Macromolecular Mapping and Inverse Problems in MRI

Macromolecular mapping plays an essential role in biomedical and clinical research. A prime example of this is the determination of myelination patterns in the central nervous system (CNS). Myelin is a protein- and lipid-rich substance that potentiates electrical impulse transmission along axons; disorders of myelin are central to certain pathologies, including multiple sclerosis, and implicated in many others, including Alzheimer’s disease. However, conventional MRI provides maps only of water, with adjustable contrast provided by relaxation or diffusion characteristics of the water within an imaging pixel. This can provide indirect information about macromolecular content, but these measurements are notoriously non-specific. A more direct measure of macromolecular content can be achieved by a multi-component mathematical analysis of the MRI signal to distinguish between relatively unbound water and water that is to a greater extent motion-constrained. This is a much more complicated mathematical problem.

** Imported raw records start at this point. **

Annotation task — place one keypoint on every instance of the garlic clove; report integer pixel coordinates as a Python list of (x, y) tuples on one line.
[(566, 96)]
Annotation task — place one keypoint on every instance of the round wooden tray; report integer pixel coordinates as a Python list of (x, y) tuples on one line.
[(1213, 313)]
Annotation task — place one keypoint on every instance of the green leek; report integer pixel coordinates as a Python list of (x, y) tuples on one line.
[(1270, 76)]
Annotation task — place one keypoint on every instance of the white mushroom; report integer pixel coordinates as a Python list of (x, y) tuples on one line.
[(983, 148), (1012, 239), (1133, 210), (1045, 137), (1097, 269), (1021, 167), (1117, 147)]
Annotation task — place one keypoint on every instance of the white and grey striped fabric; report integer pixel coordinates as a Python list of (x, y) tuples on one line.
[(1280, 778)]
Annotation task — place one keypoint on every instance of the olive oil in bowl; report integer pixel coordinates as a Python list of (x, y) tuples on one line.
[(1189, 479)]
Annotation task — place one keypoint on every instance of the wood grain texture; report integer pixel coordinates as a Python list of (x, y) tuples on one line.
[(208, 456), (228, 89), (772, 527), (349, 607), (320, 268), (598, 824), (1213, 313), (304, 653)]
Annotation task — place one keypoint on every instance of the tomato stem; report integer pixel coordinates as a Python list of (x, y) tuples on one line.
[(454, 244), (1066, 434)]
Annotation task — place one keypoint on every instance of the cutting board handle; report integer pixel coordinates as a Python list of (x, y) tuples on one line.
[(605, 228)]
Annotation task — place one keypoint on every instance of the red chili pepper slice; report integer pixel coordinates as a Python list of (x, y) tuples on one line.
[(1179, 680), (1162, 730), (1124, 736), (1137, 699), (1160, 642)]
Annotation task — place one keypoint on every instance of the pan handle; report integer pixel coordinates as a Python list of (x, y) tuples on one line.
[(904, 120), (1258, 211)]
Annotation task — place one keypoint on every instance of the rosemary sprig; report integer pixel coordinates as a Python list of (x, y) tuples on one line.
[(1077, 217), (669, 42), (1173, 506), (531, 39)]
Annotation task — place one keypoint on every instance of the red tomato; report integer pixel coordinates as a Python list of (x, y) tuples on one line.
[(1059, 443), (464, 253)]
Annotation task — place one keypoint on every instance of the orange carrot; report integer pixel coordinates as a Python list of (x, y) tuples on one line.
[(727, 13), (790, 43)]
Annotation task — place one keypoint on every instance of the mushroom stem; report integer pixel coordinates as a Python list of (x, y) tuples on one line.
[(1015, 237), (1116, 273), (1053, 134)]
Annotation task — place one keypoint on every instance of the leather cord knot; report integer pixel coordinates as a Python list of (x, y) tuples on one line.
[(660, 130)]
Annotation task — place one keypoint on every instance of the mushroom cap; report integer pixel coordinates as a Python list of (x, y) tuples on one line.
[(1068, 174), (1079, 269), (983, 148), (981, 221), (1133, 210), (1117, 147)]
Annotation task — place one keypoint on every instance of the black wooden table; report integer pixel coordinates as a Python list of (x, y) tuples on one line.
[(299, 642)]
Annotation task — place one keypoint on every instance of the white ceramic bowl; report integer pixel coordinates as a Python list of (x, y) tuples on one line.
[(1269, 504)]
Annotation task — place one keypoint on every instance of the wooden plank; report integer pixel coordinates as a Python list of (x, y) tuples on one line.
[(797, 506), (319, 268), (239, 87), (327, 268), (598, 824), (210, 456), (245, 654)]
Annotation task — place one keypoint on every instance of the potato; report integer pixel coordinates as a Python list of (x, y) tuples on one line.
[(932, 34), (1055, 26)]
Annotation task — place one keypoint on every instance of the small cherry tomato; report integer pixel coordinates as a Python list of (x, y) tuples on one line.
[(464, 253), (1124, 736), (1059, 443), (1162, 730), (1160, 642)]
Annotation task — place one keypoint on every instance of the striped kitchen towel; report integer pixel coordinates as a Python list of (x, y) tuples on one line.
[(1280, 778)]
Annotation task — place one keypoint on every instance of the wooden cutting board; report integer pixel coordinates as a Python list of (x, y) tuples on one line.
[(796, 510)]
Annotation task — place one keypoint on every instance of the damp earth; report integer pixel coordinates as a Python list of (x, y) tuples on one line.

Conventional MRI is a Fourier technique, with image reconstruction having the attractive property of being mathematically well-conditioned; noise in the data is transmitted to the image, but not magnified. In contrast, extraction of the macromolecular signal in MR relaxometry and related techniques is performed most often via the inverse Laplace transform, a form of the classically ill-posed inverse problem of solving the Fredholm equation of the first kind. This results in parameter estimates that can be extremely sensitive to noise. As a result, specialized methods must be undertaken to produce useful results. The inverse problems perspective has proven to be enormously fruitful in this setting. We will discuss this framework, and our applications to myelin mapping in the CNS and proteoglycan mapping in cartilage. The goals of our work are twofold: to improve the capacity of MR to evaluate tissue pathology, and to develop methods for application to inverse problems more generally.